I was given a chart from a vendor that shows raw throughput of a disk array they suggested I purchase. This chart was a comparison between one array versus a list of others in terms of throughput. In an attempt to objectify this storage contention idea that keeps getting thrown in my face, I looked up the definitions of IOPS, throughput, and Bandwidth and their relationships in a storage environment. Here’s what I learned:
- IOPS = IO’s Per Second which is 1 / (average latency in ms + average seek time in ms) also based on block size
- Throughput = Amount of data the network can handle (3Gb, 6Gb, 12Gb SAS)
- Bandwidth = Network speed of the storage device (7.2k, 10k, 15k RPM drives)

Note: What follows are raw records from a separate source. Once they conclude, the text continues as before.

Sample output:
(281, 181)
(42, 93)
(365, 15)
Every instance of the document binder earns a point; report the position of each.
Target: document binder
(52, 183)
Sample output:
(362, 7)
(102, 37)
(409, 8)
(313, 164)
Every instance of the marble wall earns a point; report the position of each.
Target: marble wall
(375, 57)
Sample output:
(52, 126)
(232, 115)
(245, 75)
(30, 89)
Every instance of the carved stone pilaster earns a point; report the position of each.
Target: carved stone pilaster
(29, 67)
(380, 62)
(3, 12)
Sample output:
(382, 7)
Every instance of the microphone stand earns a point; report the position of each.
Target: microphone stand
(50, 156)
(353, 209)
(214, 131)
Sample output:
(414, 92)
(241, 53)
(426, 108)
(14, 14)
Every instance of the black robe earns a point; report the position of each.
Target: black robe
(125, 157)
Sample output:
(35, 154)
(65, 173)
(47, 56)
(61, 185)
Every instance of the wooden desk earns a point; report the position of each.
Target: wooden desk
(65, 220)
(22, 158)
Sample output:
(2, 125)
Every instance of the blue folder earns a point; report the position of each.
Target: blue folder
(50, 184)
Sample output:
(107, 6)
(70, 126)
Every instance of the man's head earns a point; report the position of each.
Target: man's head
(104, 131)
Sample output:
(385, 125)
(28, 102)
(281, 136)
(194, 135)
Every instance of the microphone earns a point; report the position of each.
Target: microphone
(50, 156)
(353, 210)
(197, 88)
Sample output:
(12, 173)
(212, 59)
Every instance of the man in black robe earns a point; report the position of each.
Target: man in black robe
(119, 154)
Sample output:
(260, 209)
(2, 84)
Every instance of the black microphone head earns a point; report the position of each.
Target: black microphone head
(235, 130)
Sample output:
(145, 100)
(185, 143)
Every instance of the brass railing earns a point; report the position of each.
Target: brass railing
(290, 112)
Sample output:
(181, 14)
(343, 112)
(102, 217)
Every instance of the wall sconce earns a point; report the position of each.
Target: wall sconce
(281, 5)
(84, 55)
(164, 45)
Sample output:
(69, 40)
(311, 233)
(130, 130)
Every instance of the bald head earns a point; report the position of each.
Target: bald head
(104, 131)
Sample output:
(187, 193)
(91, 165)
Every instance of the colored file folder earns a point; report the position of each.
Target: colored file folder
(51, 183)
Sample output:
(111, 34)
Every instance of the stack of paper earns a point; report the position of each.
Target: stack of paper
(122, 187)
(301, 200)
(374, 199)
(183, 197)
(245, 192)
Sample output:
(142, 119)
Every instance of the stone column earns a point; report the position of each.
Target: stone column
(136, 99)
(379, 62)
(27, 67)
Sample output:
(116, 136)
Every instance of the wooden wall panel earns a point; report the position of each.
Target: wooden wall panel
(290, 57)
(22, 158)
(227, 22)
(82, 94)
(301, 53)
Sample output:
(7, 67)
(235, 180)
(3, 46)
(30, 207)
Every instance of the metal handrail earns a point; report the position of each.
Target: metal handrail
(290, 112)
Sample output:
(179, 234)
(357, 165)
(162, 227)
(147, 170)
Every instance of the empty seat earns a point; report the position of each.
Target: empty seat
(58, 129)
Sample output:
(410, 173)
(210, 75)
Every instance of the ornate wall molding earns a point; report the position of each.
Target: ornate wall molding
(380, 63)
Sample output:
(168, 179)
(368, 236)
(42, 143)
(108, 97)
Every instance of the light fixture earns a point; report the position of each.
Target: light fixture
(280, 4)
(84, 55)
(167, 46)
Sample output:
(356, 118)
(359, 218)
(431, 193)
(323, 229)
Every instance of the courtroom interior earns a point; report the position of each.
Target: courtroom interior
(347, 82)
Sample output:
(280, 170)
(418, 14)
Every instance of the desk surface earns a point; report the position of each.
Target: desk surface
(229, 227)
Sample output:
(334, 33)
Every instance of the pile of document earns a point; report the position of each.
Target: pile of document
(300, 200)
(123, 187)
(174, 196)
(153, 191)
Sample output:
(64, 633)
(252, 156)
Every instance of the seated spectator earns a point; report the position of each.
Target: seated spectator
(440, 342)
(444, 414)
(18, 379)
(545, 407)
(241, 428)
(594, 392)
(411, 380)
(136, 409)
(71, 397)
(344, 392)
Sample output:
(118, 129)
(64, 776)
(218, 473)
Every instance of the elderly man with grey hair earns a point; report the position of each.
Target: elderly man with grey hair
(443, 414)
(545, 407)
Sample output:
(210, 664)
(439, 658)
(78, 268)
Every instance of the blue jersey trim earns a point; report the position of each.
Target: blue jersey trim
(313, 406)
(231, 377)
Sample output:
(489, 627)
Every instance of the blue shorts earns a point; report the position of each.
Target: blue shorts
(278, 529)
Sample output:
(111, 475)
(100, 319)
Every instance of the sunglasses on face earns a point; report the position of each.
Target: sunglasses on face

Being somewhat of a gear head, I see these terms correlate closely to automotive concepts of horsepower, torque, and vehicle function. We Americans are known to purchase horsepower off-the-lot; however, we drive torque when choosing our vehicles. Likewise, many computer guys purchase throughput – 10k vs. 15k SAS drives when our applications actually “drive” IOPS. It is rare that a user’s speed perception and end-user experience is based solely on throughput. A high-horsepower vehicle may under-perform when compared to a lower-horsepower yet higher low-end torque vehicle at the green light. So, why is it that sales people and application vendors focus solely on drive RPM speed bandwidth and storage network throughput?